So, what does it mean to be a Christian without a church? What exactly do people mean nowadays when they describe themselves as Christian?” (www.open2.net)

The Open University is carrying out an anonymous online survey to gather views. They especially want to hear from you if you don’t go to church. Share your views, and learn about other people’s, here.

As a “nosey parker” bonus (!), once you’ve completed it you can view snapshot analyses of the responses so far…

The survey ties into a BBC series called the History of Christianity, kicking off at 9pm tonight.

Transsexual Jesus?

JQH02web-sendOver 300 people demonstrated outside the Tron theatre in Glasgow last night over the depiction in Jo Clifford’s new play of Jesus as a transsexual woman.

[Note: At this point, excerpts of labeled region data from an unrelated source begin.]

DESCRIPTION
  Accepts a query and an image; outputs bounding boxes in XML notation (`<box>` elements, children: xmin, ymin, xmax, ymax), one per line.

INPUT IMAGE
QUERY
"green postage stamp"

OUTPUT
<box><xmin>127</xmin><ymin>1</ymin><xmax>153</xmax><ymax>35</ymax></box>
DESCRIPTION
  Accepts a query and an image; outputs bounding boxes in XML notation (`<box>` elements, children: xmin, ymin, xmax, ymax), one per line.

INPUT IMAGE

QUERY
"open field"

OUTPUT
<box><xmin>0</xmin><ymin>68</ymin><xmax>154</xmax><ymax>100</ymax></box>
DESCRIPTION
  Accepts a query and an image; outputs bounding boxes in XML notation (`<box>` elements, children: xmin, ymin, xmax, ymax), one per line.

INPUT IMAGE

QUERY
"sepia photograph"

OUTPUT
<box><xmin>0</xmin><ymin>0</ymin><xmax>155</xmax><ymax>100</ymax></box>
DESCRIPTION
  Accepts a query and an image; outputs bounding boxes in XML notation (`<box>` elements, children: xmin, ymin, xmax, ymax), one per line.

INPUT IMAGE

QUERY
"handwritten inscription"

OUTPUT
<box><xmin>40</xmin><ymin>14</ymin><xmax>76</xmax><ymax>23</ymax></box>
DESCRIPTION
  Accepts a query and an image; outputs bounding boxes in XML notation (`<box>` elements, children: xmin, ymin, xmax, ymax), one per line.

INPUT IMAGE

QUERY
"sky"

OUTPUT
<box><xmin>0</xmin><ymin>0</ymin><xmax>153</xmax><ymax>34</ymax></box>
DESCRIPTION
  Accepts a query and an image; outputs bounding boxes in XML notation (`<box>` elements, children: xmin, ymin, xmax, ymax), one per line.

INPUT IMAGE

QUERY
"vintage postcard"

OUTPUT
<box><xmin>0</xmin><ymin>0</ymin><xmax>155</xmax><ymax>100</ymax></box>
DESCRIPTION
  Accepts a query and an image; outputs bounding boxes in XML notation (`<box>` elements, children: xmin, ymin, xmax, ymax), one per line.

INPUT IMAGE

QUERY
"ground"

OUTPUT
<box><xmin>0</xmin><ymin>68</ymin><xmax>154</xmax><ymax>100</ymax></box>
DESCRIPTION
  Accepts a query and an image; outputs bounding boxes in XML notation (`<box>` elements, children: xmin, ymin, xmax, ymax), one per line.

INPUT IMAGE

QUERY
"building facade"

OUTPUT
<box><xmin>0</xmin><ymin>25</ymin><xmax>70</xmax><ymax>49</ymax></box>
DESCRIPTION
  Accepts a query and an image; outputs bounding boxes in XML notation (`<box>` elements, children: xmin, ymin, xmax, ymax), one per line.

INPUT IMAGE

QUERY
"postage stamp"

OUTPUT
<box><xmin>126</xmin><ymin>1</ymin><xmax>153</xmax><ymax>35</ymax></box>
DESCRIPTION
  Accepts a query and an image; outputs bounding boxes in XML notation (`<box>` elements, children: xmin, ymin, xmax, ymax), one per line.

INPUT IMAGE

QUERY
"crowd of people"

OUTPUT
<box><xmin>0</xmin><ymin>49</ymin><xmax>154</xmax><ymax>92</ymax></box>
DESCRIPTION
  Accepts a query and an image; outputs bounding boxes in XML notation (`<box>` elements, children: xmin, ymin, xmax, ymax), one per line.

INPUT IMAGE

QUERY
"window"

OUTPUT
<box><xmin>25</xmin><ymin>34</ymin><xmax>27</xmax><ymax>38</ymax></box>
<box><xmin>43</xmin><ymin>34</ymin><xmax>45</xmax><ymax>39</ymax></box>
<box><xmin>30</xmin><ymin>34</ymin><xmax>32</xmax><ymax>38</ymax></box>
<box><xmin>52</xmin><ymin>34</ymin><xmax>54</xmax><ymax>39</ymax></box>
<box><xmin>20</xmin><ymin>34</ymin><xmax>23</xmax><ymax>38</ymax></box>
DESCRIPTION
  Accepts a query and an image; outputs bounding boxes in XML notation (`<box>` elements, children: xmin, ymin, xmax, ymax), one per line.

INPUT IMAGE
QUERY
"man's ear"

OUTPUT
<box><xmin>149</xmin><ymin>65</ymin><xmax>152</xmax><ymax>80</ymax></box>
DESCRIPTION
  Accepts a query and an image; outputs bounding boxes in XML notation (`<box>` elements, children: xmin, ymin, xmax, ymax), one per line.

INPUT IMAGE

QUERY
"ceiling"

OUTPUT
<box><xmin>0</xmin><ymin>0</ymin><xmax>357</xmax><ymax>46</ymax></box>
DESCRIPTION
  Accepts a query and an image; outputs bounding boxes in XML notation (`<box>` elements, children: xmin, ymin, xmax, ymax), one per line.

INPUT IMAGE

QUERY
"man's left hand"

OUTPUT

My view… I’m not about to join the crowd who were penning hate-fuelled placards, that’s for sure.

First though, let’s be clear. Was Jesus transsexual? Highly unlikely. In the 4 accounts of his life (the gospels) Jesus is consistently and exclusively portrayed as a fully human male.

However, do I think God is male? No. Does God transcend sexuality? Yes. God is triune (Father, Son and Holy Spirit). John’s gospel starts by explaining (describing Jesus) that “In the beginning was the Word, and the Word was with God and the Word was God. He was with God in the beginning”. Jesus lived on earth as a man around 2000 years ago, but he existed before then, at the creation of the earth, and he continues to live today, one interdependent part of the trinity. For another modern characterisation of God you need go no further than a (fabulous) book like The Shack to have your preconceptions challenged.

Is the play intended to cause offense? I haven’t seen it, so take all of this with that caveat, but I don’t think so. According to an interview with Clifford in the Scotsman:

“Jesus, Queen of Heaven, which portrays Jesus as a transsexual woman and has been condemned by elements of the Christian community, is “about rescuing Jesus from the fundamentalists”. But it’s also about Clifford’s pride in being transgendered; she insisted on performing the role herself. Her honesty is striking and within minutes I get a one-woman show of her memoirs, starting from the beginning, Clifford peppering her lines with laughter and relishing the story of her own life.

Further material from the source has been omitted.